Thursday, April 15, 2010

Nanny's Potato-Frankfurter Soup

(Minor brag: The cloth the recipe's sitting on? Is a blackwork Star of David challah cover that I made some years ago. It's one of my favorite stitchery pieces ever.)

This is a recipe my mother sent me for our family cookbook (you know, the one I've written about before, but never actually put together? yeah, that one...). I'd never made it before. I'm not sure I'd ever looked at it before. Because if I had, I'd have noticed that little "Jack's mom's recipe" up there in the left-hand corner. Jack's mom having been my father's mother, my Nanny, who died about a decade ago, maybe a little more. My mother and my father having been divorced when I was 11, after being separated from the time I was 8. So, yeah. I'd have raised an eyebrow at that one.

In any case, it was absolutely perfect for the night I made it, an unseasonably cool--oh, who am I kidding? it was FREEZING by LA standards--April night. And it was also a breath of fresh air. Most of what I cook these days, the new stuff at least, is ethnic and spicy, sprinkled liberally with cayenne or garam masala and almost never EVER without garlic or ginger. This was potatoes and hot dogs (does anyone call them frankfurters any more?), and very little else.

We all loved it.

Nanny's Potato-Frankfurter Soup [with my changes in bracketed italics]


5 to 6 cups of water [I used chicken broth, which I think is sort of an essential change if you want the soup to have any real taste; I also upped it to about 8 cups, because that was how much broth I had frozen in the two plastic bags in my freezer]

3 to 4 potatoes [I used white potatoes, rather than the russets I'm sure Nanny used, and I upped the number to (I think) 6]

2 to 3 tablespoons flour [Apparently, Nanny wasn't big on certainty!]

Salt to taste [I used kosher salt.]

2 to 3 tablespoons chicken fat [I actually had chicken fat; I skimmed it off the frozen broth, which was from the last time I made chicken soup with matzo balls. But if I didn't have chicken fat, I'd have probably used whichever neutral oil I had around.]

1/2 small onion, diced [I used one medium onion]

4 frankfurters [Since I'd bought the jumbo franks, I did only use four, but there was plenty.]

Bread [Not in Nanny's recipe, but this soup almost literally called out for warm, crusty french bread to go with it.]


As for the instructions...Well, Nanny was no more precise about these than she was about her measurements. So, again, I'll give you her instructions, with my modifications/additions in italicized brackets.

1. Place potatoes in water. [First of all, I placed them in the defrosted chicken broth. Secondly, I chopped them into nice big chunks. Because they were thin-skinned white potatoes, I didn't peel them first, but you might want to peel yours, depending on what kind you use.]

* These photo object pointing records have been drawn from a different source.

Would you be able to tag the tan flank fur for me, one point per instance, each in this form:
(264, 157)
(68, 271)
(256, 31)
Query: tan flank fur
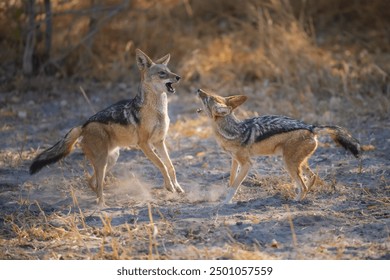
(294, 140)
(142, 122)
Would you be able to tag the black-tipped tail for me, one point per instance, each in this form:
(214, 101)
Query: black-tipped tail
(45, 158)
(60, 150)
(342, 137)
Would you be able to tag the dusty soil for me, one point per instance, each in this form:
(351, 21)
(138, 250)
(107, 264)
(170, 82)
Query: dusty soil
(53, 215)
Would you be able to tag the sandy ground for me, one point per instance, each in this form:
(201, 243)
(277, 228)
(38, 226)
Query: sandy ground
(53, 215)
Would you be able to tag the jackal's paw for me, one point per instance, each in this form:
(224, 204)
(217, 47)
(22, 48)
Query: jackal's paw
(178, 188)
(229, 196)
(300, 195)
(101, 203)
(170, 187)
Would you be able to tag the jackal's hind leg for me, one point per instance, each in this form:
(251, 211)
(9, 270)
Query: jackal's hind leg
(233, 171)
(92, 182)
(311, 177)
(154, 158)
(112, 158)
(293, 167)
(232, 190)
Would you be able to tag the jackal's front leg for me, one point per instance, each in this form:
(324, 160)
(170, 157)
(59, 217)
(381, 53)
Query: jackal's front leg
(242, 172)
(150, 154)
(163, 153)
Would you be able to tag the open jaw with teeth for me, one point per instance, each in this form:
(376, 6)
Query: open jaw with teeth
(170, 88)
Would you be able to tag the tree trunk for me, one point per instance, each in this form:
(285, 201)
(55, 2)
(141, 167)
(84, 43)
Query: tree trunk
(30, 39)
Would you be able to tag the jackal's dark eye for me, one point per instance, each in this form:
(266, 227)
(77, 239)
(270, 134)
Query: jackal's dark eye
(162, 74)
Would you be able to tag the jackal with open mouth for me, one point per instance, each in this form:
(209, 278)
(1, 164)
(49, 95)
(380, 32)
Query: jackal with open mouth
(294, 140)
(142, 122)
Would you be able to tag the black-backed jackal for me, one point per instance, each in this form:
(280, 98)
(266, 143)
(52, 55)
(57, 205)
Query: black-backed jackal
(142, 122)
(295, 140)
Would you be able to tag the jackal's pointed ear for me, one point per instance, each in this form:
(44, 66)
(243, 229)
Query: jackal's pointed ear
(143, 61)
(221, 111)
(163, 60)
(235, 100)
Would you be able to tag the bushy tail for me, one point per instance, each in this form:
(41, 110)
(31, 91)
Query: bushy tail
(342, 137)
(60, 150)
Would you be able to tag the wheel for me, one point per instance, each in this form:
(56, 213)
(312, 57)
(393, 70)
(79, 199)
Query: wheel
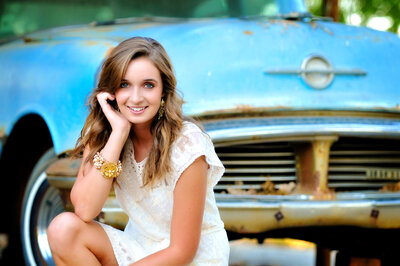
(40, 205)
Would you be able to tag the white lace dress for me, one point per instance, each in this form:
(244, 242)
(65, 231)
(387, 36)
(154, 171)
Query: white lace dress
(150, 209)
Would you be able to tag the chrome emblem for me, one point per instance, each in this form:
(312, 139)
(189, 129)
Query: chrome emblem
(316, 71)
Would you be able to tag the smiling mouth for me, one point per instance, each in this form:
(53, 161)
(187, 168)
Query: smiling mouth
(137, 109)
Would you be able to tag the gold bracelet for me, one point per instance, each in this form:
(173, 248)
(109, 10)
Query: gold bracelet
(107, 169)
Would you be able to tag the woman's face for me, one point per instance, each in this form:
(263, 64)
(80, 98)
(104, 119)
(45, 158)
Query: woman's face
(140, 92)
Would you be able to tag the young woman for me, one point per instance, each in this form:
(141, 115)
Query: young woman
(164, 183)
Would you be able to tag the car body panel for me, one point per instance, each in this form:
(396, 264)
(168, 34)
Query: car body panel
(261, 45)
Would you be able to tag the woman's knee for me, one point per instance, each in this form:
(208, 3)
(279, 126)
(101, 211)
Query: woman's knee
(64, 229)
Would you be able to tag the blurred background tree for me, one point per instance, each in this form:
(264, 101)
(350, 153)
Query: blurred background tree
(377, 14)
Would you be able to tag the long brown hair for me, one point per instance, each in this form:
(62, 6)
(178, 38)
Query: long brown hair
(97, 129)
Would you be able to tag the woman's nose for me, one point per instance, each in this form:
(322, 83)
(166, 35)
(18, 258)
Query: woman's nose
(136, 94)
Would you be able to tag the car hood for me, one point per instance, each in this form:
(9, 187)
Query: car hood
(221, 65)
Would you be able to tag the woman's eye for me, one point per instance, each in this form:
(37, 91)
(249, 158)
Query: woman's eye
(123, 85)
(149, 85)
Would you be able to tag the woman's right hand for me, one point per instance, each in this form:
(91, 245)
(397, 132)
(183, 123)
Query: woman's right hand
(117, 120)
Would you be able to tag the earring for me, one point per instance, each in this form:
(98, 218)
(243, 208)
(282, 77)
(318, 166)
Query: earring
(162, 109)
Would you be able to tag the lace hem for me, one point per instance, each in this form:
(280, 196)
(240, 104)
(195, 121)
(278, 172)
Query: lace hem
(126, 250)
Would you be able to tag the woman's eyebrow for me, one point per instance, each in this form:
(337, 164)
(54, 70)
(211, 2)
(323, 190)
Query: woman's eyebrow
(150, 79)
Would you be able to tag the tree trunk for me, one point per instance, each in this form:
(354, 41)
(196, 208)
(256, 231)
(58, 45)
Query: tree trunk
(331, 9)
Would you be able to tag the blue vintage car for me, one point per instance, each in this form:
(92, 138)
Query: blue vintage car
(304, 114)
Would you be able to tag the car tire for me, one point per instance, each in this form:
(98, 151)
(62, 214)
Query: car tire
(41, 203)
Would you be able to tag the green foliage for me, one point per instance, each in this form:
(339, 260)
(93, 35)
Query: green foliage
(365, 8)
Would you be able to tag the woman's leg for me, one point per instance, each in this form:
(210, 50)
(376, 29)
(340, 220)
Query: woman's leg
(75, 242)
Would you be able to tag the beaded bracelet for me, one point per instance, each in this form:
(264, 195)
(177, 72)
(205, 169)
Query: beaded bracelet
(107, 169)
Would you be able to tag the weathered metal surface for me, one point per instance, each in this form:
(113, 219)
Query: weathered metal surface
(312, 167)
(268, 213)
(65, 167)
(82, 49)
(301, 128)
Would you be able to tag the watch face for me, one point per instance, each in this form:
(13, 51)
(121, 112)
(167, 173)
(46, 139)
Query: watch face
(109, 170)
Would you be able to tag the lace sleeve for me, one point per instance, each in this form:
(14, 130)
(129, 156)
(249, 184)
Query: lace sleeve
(189, 146)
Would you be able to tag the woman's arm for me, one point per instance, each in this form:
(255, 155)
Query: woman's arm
(91, 189)
(187, 217)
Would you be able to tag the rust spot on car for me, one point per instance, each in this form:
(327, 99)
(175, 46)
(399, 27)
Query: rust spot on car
(30, 40)
(391, 187)
(267, 188)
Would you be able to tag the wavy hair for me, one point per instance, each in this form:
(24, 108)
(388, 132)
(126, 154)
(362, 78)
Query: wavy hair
(96, 130)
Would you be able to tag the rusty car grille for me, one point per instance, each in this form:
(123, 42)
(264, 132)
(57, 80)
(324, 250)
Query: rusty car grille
(363, 164)
(249, 166)
(355, 164)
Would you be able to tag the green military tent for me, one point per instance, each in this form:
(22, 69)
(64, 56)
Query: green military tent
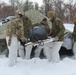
(33, 15)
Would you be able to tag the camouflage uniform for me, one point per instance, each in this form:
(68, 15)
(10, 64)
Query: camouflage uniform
(15, 28)
(44, 23)
(57, 29)
(74, 36)
(14, 32)
(27, 25)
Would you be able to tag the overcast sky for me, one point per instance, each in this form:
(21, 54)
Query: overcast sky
(40, 2)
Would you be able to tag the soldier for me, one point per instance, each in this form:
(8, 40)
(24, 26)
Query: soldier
(27, 24)
(45, 46)
(57, 33)
(14, 32)
(74, 36)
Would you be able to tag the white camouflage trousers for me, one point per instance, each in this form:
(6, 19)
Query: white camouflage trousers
(51, 51)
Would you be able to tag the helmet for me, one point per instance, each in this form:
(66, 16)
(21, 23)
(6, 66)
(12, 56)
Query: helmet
(51, 14)
(74, 18)
(19, 12)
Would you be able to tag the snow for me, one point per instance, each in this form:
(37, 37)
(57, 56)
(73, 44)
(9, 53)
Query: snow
(37, 66)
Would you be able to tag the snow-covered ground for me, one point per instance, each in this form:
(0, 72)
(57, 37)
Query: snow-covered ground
(36, 66)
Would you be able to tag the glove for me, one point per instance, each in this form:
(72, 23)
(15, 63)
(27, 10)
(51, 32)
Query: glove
(9, 42)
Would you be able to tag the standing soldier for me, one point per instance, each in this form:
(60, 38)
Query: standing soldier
(74, 36)
(14, 32)
(27, 24)
(57, 33)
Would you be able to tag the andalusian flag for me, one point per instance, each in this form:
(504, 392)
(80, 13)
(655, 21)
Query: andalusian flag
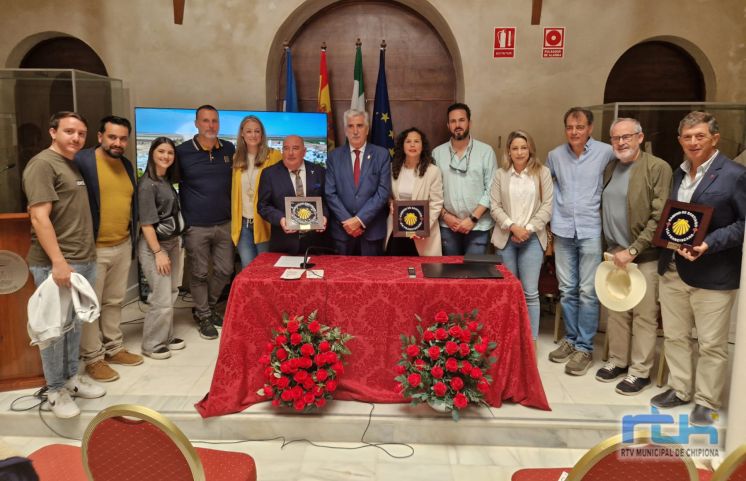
(325, 102)
(382, 130)
(291, 96)
(358, 91)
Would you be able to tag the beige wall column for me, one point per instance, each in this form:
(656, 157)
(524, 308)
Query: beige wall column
(736, 433)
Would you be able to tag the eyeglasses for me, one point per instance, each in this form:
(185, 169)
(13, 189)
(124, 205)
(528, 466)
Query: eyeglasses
(624, 138)
(457, 167)
(697, 137)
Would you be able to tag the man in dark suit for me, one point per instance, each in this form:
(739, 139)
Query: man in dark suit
(358, 186)
(698, 286)
(293, 177)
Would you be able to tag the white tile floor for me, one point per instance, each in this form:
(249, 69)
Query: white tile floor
(175, 384)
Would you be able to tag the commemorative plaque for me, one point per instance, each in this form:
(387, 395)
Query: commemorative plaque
(411, 218)
(304, 213)
(682, 225)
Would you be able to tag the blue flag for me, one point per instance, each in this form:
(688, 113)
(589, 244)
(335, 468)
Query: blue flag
(382, 130)
(291, 96)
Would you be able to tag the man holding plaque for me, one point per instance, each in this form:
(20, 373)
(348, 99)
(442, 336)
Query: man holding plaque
(297, 186)
(357, 190)
(636, 185)
(698, 285)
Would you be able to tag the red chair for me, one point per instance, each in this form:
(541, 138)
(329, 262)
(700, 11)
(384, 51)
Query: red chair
(128, 442)
(733, 467)
(607, 462)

2. Let water boil. [I salted the chicken broth a little here.]

3. Combine chicken fat and flour; let heat over low flame and get brown. [I did this in a separate, small iron skillet. The flour never did get especially brown, but it did combine nicely with the fat to form a paste. In retrospect, I'd have upped the amount of fat and flour, since I'd upped the amounts of everything else. I assume the point is for it to slightly thicken the broth/water, but it didn't do much of anything. At least, I didn't notice it doing anything.]

4. Brown onions. [I did this in the same skillet after removing the fat/flour combo; I added a tiny bit of canola oil, since the chicken fat had been all soaked up by the flour in the previous step.]

5. Put paste and onions into water with salt. [I actually put the paste in when I removed it from the skillet so I could brown the onions, then put the onions in the chicken broth when they were done.]

6. Let cook for one hour.

7. Cut frankfurters in half and put into soup. [I cut them in half and then sliced them so that there were half-moons of hot dog throughout the soup.]

8. On small flame, let cook another 20 minutes. Taste.

That last bit I did without a single change from the original instructions. It was really, truly, comfort foodingly good. Baroy's already requested it make a return when and if the temps dip again. I second that emotion.


(That's just a wooden spoon over there to the right, by the way. Not some mutant, mottled hot dog.)

2 comments:

  1. Looks good. I think my kids would like this, too, which is saying a lot.

    I had a Nanny, too, a great-grandmother whom I loved dearly and who had a way with soul food.

    One thing I do with that fat/flour combo is to add in some broth a little at a time after there's a good melding and whisk until I get a nice, thick sauce (I think in the South we basically call that "gravy"). Then I whisk that in to the rest of the broth, and it gives it some sensory oomph.

    ReplyDelete
  2. My favorite general thing about our posts is when we assemble the ingredients and photograph them, like a family portrait.